State Rep. Gonzalez | Gov. J.B. Pritzker | YouTube Illinois General Assembly
State Rep. Gonzalez | Gov. J.B. Pritzker | YouTube Illinois General Assembly
State Representative Edgar Gonzalez Jr. said that Governor J.B. Pritzker's comparison of Republicans to Nazis was "within the context of inhumanity through Trump's directives." Gonzalez made this statement to South Cook News on February 27.
"Trump debases the integrity and prestige of his office by using crude and unseemly language to denigrate women, minorities, war heroes, opponents, or any group or community he considers unimportant and dispensable," said Edgar González, Jr., IL State Representative, District 23. "People are worried about the wrong guy using this sort of language. Plus, the terminology used by the Governor is within the context of inhumanity through Trump's directives. People, especially elected Republicans and many publications, who misunderstood and generalized his comments as a statement regarding all Republicans are just projecting, which says a lot when there are Republicans who see the inhumanity of Trump's actions, and Republican business owners who see the consequences of Trump's directives."
In his joint budget and State of the State address on February 19, 2025, Illinois Governor Pritzker compared the Trump administration to Nazi Germany. According to WTTW, he said, "I do not invoke the specter of Nazis lightly... I'm watching with a foreboding dread what is happening in our country right now." Pritzker, a Democrat, suggested that the authoritarian policies of the Nazi regime are similar to those of former President Donald Trump.

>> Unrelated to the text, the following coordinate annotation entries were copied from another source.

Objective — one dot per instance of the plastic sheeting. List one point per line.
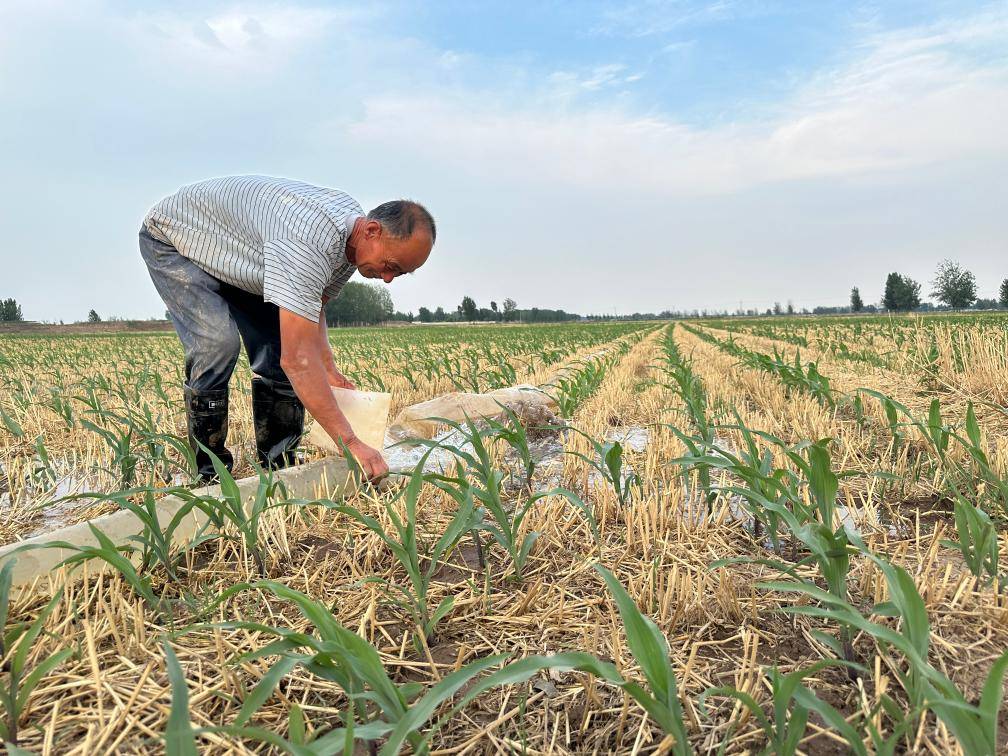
(367, 413)
(418, 420)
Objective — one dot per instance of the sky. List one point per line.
(598, 156)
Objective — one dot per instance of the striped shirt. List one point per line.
(282, 239)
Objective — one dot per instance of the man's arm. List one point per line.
(336, 378)
(303, 361)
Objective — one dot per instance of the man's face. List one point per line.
(379, 256)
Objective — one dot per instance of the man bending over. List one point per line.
(254, 259)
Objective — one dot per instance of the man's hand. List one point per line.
(372, 463)
(303, 361)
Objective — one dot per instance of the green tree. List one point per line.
(510, 305)
(902, 293)
(468, 308)
(360, 304)
(856, 303)
(954, 285)
(10, 310)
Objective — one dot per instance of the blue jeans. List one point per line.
(213, 319)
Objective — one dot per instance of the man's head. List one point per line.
(393, 239)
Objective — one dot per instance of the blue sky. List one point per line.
(592, 155)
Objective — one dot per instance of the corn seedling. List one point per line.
(405, 547)
(978, 539)
(16, 642)
(609, 464)
(785, 722)
(974, 726)
(650, 650)
(382, 708)
(230, 508)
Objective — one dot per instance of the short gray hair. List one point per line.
(400, 218)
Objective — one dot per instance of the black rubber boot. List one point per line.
(279, 422)
(207, 419)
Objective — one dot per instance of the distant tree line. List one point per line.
(507, 311)
(360, 304)
(10, 311)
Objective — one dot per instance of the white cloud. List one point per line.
(906, 99)
(246, 36)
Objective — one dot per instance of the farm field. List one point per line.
(777, 535)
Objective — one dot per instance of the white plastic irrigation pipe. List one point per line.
(324, 478)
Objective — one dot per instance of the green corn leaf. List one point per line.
(645, 640)
(264, 687)
(990, 699)
(11, 424)
(179, 739)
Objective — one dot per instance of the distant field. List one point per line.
(816, 497)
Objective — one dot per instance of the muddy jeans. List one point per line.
(213, 319)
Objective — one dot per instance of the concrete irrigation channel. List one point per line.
(326, 478)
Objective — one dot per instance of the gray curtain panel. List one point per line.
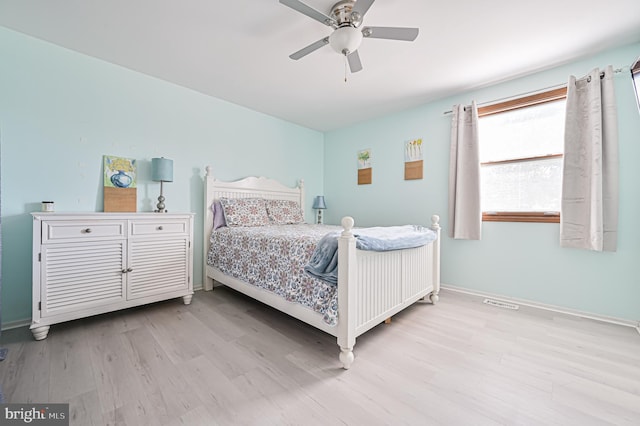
(465, 214)
(589, 207)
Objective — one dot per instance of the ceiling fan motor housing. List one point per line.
(342, 13)
(345, 40)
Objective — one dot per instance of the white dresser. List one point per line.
(90, 263)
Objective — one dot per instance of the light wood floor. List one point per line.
(227, 360)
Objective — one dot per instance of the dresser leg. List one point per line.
(40, 333)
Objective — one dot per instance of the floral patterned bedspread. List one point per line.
(273, 257)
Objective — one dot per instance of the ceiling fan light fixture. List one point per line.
(345, 40)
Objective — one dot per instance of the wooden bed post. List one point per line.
(346, 293)
(435, 226)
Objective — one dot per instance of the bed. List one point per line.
(371, 287)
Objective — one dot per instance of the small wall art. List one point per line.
(120, 194)
(413, 159)
(364, 167)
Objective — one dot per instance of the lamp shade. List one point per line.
(162, 169)
(318, 202)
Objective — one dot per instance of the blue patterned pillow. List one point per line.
(244, 211)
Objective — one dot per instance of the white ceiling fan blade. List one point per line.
(362, 6)
(354, 62)
(391, 33)
(311, 48)
(309, 11)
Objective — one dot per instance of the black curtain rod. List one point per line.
(557, 86)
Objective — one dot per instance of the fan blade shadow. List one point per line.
(362, 6)
(309, 11)
(391, 33)
(311, 48)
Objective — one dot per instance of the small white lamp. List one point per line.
(319, 204)
(161, 171)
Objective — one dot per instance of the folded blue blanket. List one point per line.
(324, 260)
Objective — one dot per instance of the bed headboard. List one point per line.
(250, 187)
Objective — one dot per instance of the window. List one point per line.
(521, 148)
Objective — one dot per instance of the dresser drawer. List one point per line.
(61, 231)
(160, 227)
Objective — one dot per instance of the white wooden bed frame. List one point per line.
(372, 286)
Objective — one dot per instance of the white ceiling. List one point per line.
(238, 50)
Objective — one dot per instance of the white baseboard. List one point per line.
(553, 308)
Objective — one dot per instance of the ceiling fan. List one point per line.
(345, 18)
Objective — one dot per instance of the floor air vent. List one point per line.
(500, 304)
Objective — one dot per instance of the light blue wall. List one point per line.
(513, 259)
(61, 111)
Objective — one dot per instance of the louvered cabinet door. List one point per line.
(158, 266)
(81, 276)
(87, 264)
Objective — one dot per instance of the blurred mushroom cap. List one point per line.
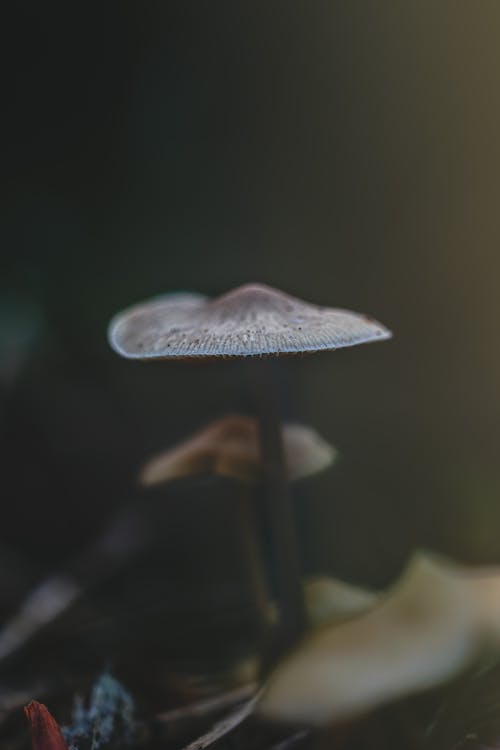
(230, 447)
(251, 320)
(331, 600)
(427, 629)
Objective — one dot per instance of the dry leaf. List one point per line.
(230, 447)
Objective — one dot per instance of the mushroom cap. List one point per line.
(230, 447)
(251, 320)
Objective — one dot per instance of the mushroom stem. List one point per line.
(280, 516)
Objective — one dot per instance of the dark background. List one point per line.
(347, 153)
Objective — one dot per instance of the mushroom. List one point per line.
(251, 321)
(230, 447)
(433, 624)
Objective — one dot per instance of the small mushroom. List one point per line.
(230, 447)
(249, 322)
(45, 731)
(435, 621)
(331, 600)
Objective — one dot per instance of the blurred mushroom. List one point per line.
(250, 321)
(230, 447)
(45, 732)
(435, 621)
(330, 600)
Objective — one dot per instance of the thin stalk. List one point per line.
(279, 509)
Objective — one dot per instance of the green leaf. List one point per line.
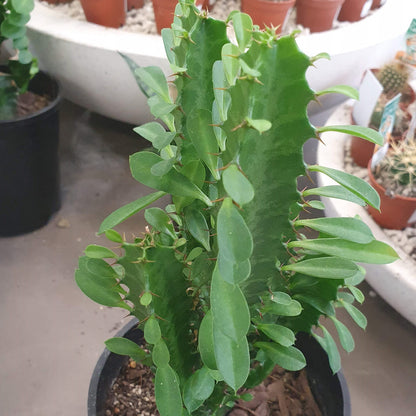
(121, 214)
(345, 337)
(114, 236)
(161, 221)
(232, 358)
(234, 238)
(278, 333)
(289, 358)
(364, 132)
(324, 267)
(206, 341)
(346, 90)
(358, 317)
(351, 229)
(156, 134)
(198, 388)
(155, 79)
(294, 308)
(237, 186)
(152, 333)
(124, 346)
(328, 344)
(167, 392)
(375, 252)
(260, 125)
(197, 226)
(160, 354)
(229, 308)
(243, 25)
(233, 273)
(335, 191)
(23, 6)
(358, 295)
(199, 126)
(230, 54)
(98, 252)
(357, 278)
(173, 182)
(352, 183)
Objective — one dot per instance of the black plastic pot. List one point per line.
(330, 391)
(29, 164)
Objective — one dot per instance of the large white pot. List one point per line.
(395, 282)
(83, 56)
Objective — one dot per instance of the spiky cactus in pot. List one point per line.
(222, 279)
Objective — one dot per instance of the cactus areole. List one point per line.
(223, 278)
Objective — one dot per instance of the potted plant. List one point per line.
(394, 178)
(354, 10)
(268, 12)
(109, 13)
(223, 280)
(29, 130)
(317, 15)
(394, 77)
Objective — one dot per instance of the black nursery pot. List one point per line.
(330, 391)
(29, 164)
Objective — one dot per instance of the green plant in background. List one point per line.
(393, 76)
(14, 14)
(223, 279)
(399, 165)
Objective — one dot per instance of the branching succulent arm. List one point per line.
(223, 278)
(14, 14)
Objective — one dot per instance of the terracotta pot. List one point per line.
(354, 10)
(134, 4)
(58, 1)
(164, 12)
(110, 13)
(268, 13)
(395, 212)
(317, 15)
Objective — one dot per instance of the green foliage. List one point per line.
(222, 280)
(14, 14)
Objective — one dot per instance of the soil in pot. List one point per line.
(395, 209)
(317, 15)
(283, 393)
(267, 12)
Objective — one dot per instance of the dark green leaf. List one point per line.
(167, 392)
(99, 252)
(160, 221)
(364, 132)
(278, 333)
(173, 182)
(289, 358)
(128, 210)
(237, 186)
(234, 238)
(229, 308)
(352, 183)
(152, 333)
(375, 252)
(351, 229)
(335, 191)
(325, 267)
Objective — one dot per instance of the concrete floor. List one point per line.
(52, 335)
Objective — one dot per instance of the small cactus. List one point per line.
(399, 166)
(393, 77)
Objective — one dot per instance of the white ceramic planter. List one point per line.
(396, 282)
(84, 58)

According to Fox32Chicago, State Representative John Cabello (R-Machesney Park) described Pritzker’s comments as "disgusting," while State Representative Adam Niemerg (R-Dieterich) remarked that the governor’s comments "will only incite the violence he claims to condemn."
Gonzalez Jr., born on December 25, 1996, in Chicago, Illinois, was appointed to the Illinois House of Representatives on January 10, 2020. At age 23, he became the youngest state representative in Illinois at that time. Raised in Chicago's Little Village neighborhood, he attended local public schools including John Spry Community School and Maria Saucedo Scholastic Academy before graduating from Whitney M. Young Magnet High School in 2015. He earned a bachelor's degree in government from Harvard University in 2019.